Wendy sat in the sand, back in the body of her twelve-year-old self. She wore the same white leggings and she was sewing a patch into the knee with thread and a needle. The patch itself was made from a strip of thick green leaf.
And there, just in front of her—
“John, you have to share the white!”
“I’m not done with it yet! ’Sides, you’ll just spill it again.”
“No I won’t!”
Before her sat Michael and John. Just the way she remembered them, before they went missing in the woods.
Michael had the same curly mess of light brown hair.
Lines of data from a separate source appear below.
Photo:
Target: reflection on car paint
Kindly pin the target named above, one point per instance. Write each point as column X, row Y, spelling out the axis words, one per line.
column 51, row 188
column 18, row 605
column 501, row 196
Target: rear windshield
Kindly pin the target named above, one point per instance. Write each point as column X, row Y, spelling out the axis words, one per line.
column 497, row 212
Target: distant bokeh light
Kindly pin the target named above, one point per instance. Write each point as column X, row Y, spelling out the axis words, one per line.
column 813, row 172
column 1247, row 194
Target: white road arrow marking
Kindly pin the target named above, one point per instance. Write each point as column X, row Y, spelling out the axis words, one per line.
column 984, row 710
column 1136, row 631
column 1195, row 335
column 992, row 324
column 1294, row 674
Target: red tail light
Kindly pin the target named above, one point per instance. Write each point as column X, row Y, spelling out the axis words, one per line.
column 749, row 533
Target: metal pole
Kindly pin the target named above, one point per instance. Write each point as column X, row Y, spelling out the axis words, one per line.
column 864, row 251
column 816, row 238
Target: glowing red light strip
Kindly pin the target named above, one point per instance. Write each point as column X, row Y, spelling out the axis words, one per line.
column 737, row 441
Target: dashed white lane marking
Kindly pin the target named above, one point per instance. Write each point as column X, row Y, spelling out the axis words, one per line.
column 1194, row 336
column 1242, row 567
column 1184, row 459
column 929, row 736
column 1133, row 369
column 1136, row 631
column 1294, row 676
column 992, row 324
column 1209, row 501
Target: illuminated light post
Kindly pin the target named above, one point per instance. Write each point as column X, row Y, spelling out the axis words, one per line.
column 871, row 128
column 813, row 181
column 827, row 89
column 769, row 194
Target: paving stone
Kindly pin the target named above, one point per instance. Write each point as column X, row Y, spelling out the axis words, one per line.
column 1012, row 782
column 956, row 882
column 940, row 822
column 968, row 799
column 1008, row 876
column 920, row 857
Leaves were tangled in the downy locks. His face was round, his cheeks full. He had their father’s upturned nose. Michael, wearing nothing but his khaki pants torn into shorts, struggled to grab a cup of white paint that John held out of his reach.
John sat cross-legged, with his usual carefully poised posture. He ignored Michael and continued painting with his index finger on a piece of burlap. His glasses perched on the very end of his nose as he made each stroke with careful deliberation. He still had his white button-down shirt on, though it was far worse for wear, and his dark hair was parted to the side.
Wendy wanted to cry out, to throw herself onto her brothers and hug them but, in this memory, she had no control of her body. She could feel sobs bucking in her chest, but no sound came out. In a frenzy, her eyes flew back and forth between their faces, trying to drink in every detail, willing them to just look at her so she could see their eyes again.
If this was a dream, it was a very cruel one.
“Stop fighting, you two,” said Wendy’s voice from her own mouth. “There’s plenty of paint to go around. Michael, why don’t you use blue from the berries you gathered?” There was an assortment of thick liquids in small bowls fashioned from coconuts in blue, green, white, yellow, and black.
“Because I want white!” With the last word, he lunged for John’s arm, only to have his older brother pull it away at the last second.